Class	HTTP	When	Retried?	Notes
`OHMAuthError`	401 / 403	Key bad / expired / revoked	❌	Rotate the key.
`OHMValidationError`	400 / 422	Body fails Zod / schema	❌	`.fields[]` lists failing JSON-Schema paths.
`OHMRateLimitError`	429	Per-key per-minute cap	✅	`.retryAfterSec` from `Retry-After` header.
`OHMQuotaExceededError`	402 / 429-quota	Org-wide quota / billing	❌	`.resetAt`, `.quotaKind`. Distinct from rate limit.
`OHMNotFoundError`	404	Slug / job id gone	❌	`.availableSlugs[]` powers a slug picker.
`OHMTimeoutError`	408 / 504 / client-side	Deadline exceeded	❌	Distinct from `OHMAbortError`.
`OHMNetworkError`	0	DNS / TCP / TLS / dropped	✅ (then thrown)	Pair with `OhmQueue` on RN.
`OHMAbortError`	0	Caller `AbortSignal` fired	❌	User navigated away — not an error.
`OHMServerError`	5xx	Generic upstream failure	✅	Catch-all.
`OHMConfigError`	0	SDK init wrong	❌	Bad apiKey shape / RN live-key in bundle.

import {
  OHMRateLimitError,
  OHMValidationError,
  OHMNetworkError,
  OHMAbortError,
} from "@ohm_studio/sdk";

try {
  await ohm.extract({ apiSlug, text });
} catch (e) {
  if (e instanceof OHMRateLimitError)  return wait(e.retryAfterSec!);
  if (e instanceof OHMValidationError) return highlight(e.fields ?? []);
  if (e instanceof OHMNetworkError)    return queue.enqueue(...);   // RN
  if (e instanceof OHMAbortError)      return;                       // user cancelled
  throw e;                                                            // re-raise
}

Stable error codes (`OHM_ERROR_CODES`)

The class hierarchy may evolve; the code strings never change.

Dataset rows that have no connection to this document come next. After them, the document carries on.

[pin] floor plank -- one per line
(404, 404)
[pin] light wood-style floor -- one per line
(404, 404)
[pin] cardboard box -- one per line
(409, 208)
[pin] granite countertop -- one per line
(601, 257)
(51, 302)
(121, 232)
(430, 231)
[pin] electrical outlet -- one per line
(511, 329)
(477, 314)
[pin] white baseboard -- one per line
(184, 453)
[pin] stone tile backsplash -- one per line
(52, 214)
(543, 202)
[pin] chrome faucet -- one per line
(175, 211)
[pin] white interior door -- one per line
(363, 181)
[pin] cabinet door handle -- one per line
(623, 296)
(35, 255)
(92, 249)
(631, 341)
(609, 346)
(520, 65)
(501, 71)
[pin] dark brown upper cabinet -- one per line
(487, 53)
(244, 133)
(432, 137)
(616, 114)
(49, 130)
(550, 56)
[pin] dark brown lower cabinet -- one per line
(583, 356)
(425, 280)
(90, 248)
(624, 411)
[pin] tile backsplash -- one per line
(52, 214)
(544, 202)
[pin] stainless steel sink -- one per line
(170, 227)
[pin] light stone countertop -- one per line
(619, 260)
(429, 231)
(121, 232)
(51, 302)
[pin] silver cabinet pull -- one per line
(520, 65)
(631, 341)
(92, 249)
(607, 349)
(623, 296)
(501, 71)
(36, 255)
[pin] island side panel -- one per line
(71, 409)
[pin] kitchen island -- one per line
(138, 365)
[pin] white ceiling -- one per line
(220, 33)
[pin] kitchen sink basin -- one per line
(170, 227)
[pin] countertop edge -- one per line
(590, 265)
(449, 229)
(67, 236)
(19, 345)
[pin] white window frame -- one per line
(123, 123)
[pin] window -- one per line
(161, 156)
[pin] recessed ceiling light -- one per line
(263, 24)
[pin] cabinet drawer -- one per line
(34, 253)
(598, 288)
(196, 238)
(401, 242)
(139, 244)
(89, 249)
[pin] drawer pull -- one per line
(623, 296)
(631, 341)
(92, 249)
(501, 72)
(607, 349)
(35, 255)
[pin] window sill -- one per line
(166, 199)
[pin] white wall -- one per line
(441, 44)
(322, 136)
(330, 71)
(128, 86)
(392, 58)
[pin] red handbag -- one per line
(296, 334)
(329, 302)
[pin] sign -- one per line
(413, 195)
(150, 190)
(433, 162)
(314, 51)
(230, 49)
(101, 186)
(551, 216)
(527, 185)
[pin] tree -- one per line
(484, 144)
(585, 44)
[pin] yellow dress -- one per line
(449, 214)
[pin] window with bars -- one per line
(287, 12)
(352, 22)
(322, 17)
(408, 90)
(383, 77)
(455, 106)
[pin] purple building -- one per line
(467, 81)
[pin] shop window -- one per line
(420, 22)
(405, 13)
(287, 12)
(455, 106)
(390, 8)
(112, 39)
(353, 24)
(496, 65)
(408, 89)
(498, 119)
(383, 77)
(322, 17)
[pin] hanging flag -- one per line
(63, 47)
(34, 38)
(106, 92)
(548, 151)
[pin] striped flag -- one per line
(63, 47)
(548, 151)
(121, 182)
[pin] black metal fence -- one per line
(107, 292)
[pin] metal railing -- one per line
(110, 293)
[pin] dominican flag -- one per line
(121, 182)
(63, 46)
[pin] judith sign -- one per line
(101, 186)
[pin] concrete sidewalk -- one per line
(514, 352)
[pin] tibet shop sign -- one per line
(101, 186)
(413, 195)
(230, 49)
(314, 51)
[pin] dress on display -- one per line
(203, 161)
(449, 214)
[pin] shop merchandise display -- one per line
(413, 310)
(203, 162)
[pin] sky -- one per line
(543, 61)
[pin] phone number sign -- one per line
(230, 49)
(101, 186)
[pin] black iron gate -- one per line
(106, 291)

Safe to store in customer logs / analytics.

import { OHM_ERROR_CODES, OHMError } from "@ohm_studio/sdk";

try { /* ... */ }
catch (e) {
  if (e instanceof OHMError) {
    if (e.code === OHM_ERROR_CODES.RATE_LIMITED) { /* ... */ }
  }
}

Per-call overrides

For one known-slow call you don't want to construct a second client.

const slow = ohm.withOverrides({
  timeoutMs: 5 * 60_000,
  totalTimeoutMs: 6 * 60_000,
  maxRetries: 1,
});
await slow.audio.extract({ apiSlug, file: hourLongAudio });

withOverrides returns a thin clone — same auth, same baseUrl, same hooks — that you can use just like the original client.

Lifecycle hooks

Tap into individual phases without writing your own retry wrapper.

const ohm = new OHM({
  apiKey,
  hooks: {
    onRequest:  ({ method, url, attempt }) => log.info("→", method, url, { attempt }),
    onResponse: ({ status, latencyMs, requestId }) =>
      log.info("←", status, latencyMs + "ms", requestId),
    onError:    ({ error, attempt, willRetry }) =>
      log.warn(error.name, { attempt, willRetry }),
  },
});

All hooks are fire-and-forget — exceptions inside them are caught and logged; they never affect the request's success/failure.

What the SDK does NOT do

Honest list — don't rely on these guarantees if you need them:

No persistent retry queue between processes. If your Node process dies mid-retry, the request is lost. Use OhmQueue on RN (AsyncStorage-backed) or webhook callbacks on long jobs.
No automatic circuit breaker. If our API is down, you'll get OHMServerError on every call until you implement your own breaker.
No request signing beyond Authorization: Bearer. For HMAC-signed callbacks (async-job webhooks), see webhook-receiver.
No client-side rate limiter. You can fire 1 000 calls/sec; the server will reject most. Wrap with p-limit or similar if you need bounded concurrency.